Fred Weber simultaneously is seeking a license for a trash-transfer station at 4200 Baumgartner Road inside the company’s south quarry.

The property must be zoned for industrial use before a trash-transfer station could operate within the quarry.

Feder recently sent a letter to county councilmen, asking them to draft legislation regarding Fred Weber Inc.’s rezoning request for its south quarry instead of just letting the proposal die without being considered.

But Councilman John Campisi, R-south county, told the Call he has no intentions of doing so.

Councilmen received and filed a report from the county Planning Commission May 25 — a report that recommends denial of Fred Weber’s request to rezone property in its Oakville south quarry.

The company is attempting to rezone a 24.9-acre tract to the Flood-Plain Planned Industrial District from the Flood-Plain Non-Urban District to construct a trash-transfer station.

The tract is about 300 feet southeast of Baumgartner Road, east of the Burlington Railroad and bounded by the Meramec River to the southwest.

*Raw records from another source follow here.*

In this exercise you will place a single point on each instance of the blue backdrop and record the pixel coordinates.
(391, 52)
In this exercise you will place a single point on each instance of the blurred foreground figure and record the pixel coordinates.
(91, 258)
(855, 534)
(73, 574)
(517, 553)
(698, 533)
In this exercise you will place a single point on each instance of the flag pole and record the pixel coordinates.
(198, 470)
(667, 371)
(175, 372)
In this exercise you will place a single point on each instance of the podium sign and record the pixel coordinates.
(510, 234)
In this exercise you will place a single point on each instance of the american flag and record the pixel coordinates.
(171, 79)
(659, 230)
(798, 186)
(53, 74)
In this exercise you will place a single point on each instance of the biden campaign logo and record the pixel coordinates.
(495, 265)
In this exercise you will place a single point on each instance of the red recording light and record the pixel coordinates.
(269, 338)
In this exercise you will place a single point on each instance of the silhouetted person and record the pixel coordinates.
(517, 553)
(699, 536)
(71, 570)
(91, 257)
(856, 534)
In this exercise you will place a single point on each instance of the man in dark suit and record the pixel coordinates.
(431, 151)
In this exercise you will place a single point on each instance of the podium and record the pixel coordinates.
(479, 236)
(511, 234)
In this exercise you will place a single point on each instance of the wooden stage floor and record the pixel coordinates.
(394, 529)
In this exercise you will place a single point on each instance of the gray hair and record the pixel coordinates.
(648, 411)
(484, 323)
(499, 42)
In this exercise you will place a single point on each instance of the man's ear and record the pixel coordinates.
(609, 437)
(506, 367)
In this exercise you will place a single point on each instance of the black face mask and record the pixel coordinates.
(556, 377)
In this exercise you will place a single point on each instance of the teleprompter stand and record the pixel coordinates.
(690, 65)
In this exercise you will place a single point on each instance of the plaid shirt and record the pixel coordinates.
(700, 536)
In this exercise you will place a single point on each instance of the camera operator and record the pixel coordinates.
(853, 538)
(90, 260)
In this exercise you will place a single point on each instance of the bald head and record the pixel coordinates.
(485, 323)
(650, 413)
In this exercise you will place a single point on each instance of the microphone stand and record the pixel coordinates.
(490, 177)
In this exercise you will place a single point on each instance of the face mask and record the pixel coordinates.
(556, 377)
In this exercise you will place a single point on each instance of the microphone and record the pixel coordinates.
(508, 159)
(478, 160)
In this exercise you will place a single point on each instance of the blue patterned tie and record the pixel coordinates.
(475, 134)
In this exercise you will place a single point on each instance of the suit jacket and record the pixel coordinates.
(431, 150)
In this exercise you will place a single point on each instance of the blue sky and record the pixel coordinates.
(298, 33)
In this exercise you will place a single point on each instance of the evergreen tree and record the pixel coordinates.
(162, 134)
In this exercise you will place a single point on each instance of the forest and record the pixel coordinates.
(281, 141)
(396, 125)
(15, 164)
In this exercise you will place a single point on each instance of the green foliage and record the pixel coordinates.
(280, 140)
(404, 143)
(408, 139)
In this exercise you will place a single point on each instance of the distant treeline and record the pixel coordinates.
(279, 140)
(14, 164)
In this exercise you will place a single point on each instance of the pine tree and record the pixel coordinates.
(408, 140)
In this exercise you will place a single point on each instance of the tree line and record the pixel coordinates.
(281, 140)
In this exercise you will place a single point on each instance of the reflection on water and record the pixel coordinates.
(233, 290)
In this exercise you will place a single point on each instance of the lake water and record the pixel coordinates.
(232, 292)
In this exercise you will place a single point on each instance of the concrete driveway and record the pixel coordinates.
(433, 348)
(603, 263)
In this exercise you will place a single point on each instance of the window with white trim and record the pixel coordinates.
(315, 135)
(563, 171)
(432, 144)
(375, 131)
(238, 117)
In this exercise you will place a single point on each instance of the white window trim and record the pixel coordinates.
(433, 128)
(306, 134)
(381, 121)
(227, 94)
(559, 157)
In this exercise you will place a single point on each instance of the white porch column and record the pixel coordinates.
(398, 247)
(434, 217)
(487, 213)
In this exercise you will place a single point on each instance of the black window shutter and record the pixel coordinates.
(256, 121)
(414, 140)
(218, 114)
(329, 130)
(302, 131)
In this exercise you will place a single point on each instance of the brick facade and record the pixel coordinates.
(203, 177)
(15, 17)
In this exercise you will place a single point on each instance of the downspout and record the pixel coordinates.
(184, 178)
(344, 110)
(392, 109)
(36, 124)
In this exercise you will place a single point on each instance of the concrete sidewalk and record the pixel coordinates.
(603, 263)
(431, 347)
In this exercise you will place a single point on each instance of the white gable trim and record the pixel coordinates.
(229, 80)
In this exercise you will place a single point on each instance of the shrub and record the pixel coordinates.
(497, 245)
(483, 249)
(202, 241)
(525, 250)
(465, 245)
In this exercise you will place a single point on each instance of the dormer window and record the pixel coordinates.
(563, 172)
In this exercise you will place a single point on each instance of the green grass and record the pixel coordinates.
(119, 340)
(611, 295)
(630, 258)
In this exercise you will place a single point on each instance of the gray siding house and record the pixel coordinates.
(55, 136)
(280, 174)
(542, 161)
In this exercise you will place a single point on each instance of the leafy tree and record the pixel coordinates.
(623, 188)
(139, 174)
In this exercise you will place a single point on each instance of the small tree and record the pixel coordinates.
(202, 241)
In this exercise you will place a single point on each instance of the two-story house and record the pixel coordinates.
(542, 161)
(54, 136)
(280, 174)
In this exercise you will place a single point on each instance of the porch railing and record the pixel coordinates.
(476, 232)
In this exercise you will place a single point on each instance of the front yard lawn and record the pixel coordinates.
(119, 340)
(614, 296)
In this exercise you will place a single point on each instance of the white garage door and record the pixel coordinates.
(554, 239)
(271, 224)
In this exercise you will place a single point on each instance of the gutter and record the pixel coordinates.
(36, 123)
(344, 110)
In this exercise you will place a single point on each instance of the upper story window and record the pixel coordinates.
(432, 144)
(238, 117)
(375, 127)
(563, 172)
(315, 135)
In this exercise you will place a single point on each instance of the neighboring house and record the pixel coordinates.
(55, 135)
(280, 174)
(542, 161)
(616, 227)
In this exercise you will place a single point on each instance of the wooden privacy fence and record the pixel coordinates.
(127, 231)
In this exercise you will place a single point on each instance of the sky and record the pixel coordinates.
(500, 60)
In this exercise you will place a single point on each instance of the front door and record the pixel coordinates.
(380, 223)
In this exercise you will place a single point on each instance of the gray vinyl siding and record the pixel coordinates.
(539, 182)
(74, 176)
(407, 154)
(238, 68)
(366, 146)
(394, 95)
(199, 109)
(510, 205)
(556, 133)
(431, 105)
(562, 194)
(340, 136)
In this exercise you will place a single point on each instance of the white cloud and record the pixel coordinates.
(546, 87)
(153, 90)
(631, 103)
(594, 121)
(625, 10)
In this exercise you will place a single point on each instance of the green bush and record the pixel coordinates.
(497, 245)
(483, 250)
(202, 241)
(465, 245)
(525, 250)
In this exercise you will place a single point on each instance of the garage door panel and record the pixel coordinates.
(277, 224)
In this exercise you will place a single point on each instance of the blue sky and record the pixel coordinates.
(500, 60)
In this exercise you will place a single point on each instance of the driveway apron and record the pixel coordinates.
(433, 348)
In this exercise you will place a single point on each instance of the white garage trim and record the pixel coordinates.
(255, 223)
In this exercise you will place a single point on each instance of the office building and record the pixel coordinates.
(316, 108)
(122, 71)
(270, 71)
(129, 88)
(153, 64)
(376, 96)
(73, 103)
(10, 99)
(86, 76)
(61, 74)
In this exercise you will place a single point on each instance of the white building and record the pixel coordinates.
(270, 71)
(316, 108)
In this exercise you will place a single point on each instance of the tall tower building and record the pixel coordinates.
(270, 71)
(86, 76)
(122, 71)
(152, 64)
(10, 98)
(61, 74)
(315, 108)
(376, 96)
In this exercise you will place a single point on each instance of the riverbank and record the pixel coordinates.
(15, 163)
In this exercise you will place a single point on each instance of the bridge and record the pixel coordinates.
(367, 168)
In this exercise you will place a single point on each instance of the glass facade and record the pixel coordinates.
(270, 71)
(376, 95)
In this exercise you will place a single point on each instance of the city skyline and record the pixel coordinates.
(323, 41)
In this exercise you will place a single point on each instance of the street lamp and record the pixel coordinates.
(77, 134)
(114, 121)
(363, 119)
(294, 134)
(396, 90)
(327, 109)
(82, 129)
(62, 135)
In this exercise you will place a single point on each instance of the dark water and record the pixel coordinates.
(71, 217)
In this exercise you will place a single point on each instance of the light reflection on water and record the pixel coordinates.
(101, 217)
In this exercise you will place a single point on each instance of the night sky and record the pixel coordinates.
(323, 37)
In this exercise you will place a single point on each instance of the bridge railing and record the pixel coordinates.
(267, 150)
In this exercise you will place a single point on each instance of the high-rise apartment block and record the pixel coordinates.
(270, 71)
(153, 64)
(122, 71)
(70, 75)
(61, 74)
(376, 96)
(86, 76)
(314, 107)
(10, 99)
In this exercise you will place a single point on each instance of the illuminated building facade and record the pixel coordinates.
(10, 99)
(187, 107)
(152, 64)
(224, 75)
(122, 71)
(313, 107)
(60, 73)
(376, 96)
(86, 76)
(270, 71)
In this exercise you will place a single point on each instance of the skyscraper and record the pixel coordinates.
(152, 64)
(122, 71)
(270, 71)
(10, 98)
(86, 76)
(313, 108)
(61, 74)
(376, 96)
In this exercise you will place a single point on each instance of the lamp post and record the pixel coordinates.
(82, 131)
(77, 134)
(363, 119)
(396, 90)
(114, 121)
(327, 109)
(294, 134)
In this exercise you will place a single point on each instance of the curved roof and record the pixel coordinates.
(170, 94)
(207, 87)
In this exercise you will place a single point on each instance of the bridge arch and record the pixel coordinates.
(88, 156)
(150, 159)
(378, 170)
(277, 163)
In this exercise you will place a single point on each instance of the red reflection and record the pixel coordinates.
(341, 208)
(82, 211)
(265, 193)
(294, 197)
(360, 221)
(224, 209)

The 6,400-square-foot structure that would serve as the trash-transfer station would be 40 feet tall and made of metal, according to Fred Weber Inc., with a 500-ton daily capacity.

If no councilman requests that appropriate legislation is drafted within 90 days upon receipt of the report, the rezoning request automatically is denied and Fred Weber would have to wait another year before submitting a similar request for that property to the county.

The six-page letter, written by Feder, urges councilmen to conduct their own investigation into the matter because the request “clearly warrants serious consideration by the council for a number of reasons.”

“If the Weber rezoning request for a trash-transfer station within South Quarry is denied, and efforts prevail to bar such a station anywhere in south county, is not the inevitable result that future transfer sites will simply be shifted to other parts of St. Louis County?” Feder stated in the June 1 letter.

“Is the site of the ‘not in my backyard’ battle simply being moved to another location?” the letter continued. “Does not blanket opposition to trash-transfer stations likely assure the proposed expansion of the Sulphur Spring Road Landfill because other, arguably more logical means of dealing with solid-waste management are being ignored?”

Feder also notes that the Department of Health most likely will not make a decision regarding the issuance of a license to Fred Weber for a trash-transfer station on Baumgartner Road until the county makes a decision on the rezoning the request.

“The County Council should not, in fairness to all of St. Louis County, put its head in the sand by refusing to take up the Weber rezoning request during the 90-day period, which began on May 25,” Feder stated.

Campisi told the Call he plans on letting the rezoning request sit for the complete 90-day period — a common practice employed by all councilmen when they do not support a particular request.

“This letter hasn’t changed my mind at all. With all of the things that happened with the health department, the Planning Commission and the continual violations of Fred Weber at the quarry … I just don’t feel that Fred Weber needs a trash-transfer station in south county,” he said.

“I don’t think we’ve ignored any of his correspondence at all. Anything that Fred Weber’s lawyers have asked us to do, we have done. I think enough is enough. It is time for this to just go away … We have received and filed all of their reports. They have asked us to do many things and we’ve done them. Now it’s time to say goodbye,” Campisi added.

Allowing the matter to be denied “simply by inaction,” Feder contends, is not what the council is elected to do on an issue that is so important to all of St. Louis County.

“Certainly Fred Weber Inc. understands that this zoning request is controversial …,” Feder stated in the letter. “Yet even in an election year, we believe the County Council’s commitment to the general health, safety and welfare of the county as a whole is paramount in considering whether to give even an arguably ‘unpopular’ proposal a full and objective hearing.”